Dave Ehlers, left, of South Amityville, NY, gets a COVID-19 test at a popup clinic in Provincetown.Craig F. Walker/Globe Staff

The COVID-19 cluster in Provincetown that first emerged earlier this month has spiked to 833 cases, Town Manager Alex Morse said Wednesday.

Morse confirmed the updated tally in a Facebook posting. It was an increase of 68 cases from the prior day.

Of the 833 cases confirmed as of Wednesday, Morse wrote, “501 are Massachusetts residents, 210 of which reside in Provincetown.” He said seven hospitalizations to date have been associated with the cluster.

“It is important to note that the case data are cumulative and do not represent the number of people with active cases of COVID-19, or the number of cases currently hospitalized,” Morse wrote, adding that of the 210 cases identified among town residents since July 1, half had been released from isolation as of Tuesday.
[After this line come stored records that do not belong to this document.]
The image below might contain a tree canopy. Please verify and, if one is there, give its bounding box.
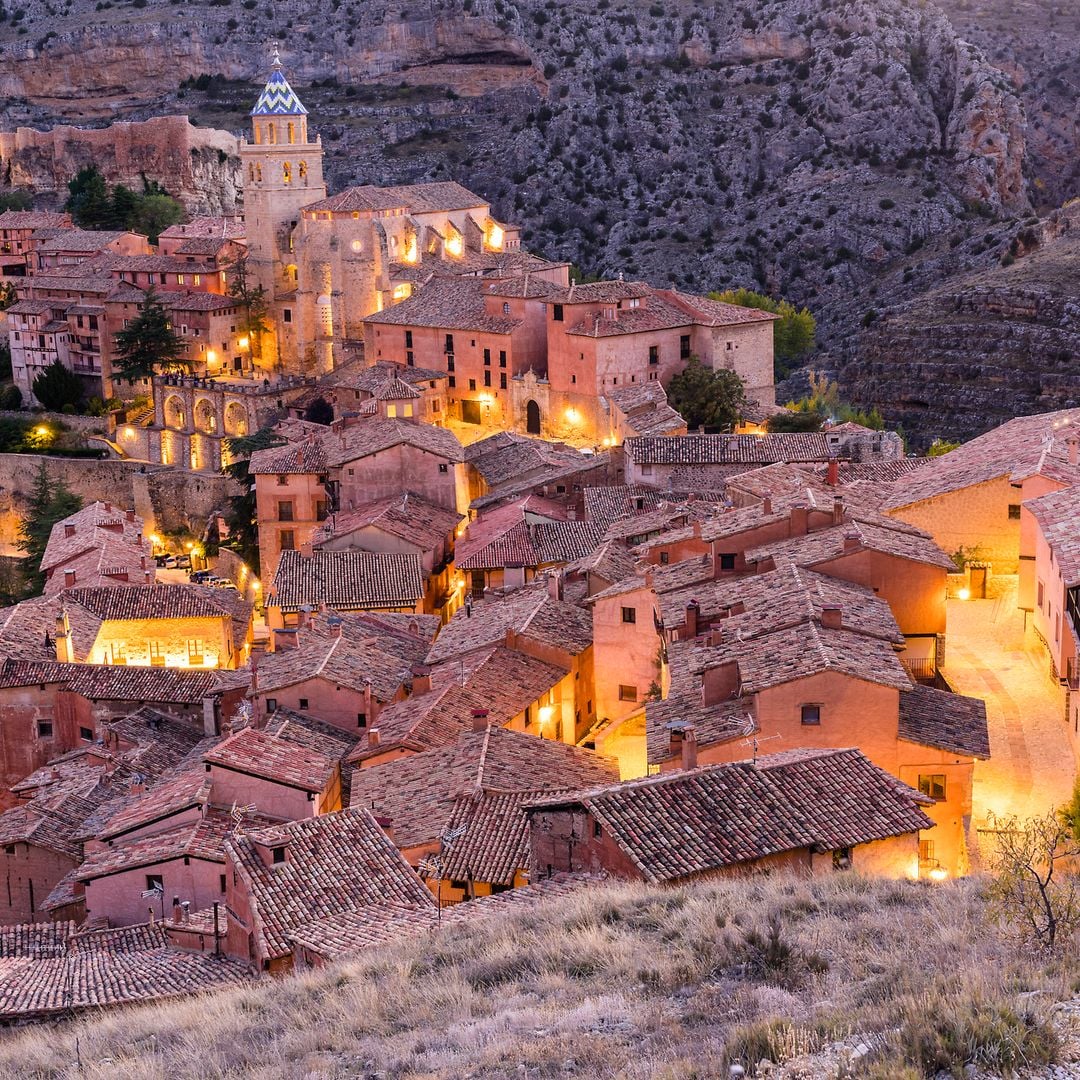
[65,165,187,244]
[116,288,192,382]
[708,288,818,379]
[32,360,82,413]
[17,461,82,596]
[667,356,746,431]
Those releases, he said, are “consistent with the timeframes associated with the virus’ incubation and infectious periods and Department of Public Health guidance on isolation.”

He also urged people to get tested.

“Testing is the best way for health officials to gauge the impact of a cluster and the success of measures that are being taken to reduce viral spread,” Morse wrote.

In addition, Morse cited a silver lining to the troubling news about the cluster: the town’s positivity rate is trending in the right direction.

“The test positivity rate ... [has] improved since surveillance of the Provincetown cluster began, from a peak of 15% on July 15th to a new low of 5.9% reported on July 27th,” Morse wrote. He said a positivity rate of less than 5 percent is considered “progress towards cluster containment,” while a positivity rate of less than 1 percent would mean the cluster’s contained.

The town, a popular summer tourist destination, adopted a new indoor mask mandate during an emergency meeting Sunday between the Select Board, the town’s Board of Health, and Barnstable County officials.


Material from prior Globe stories was used in this report.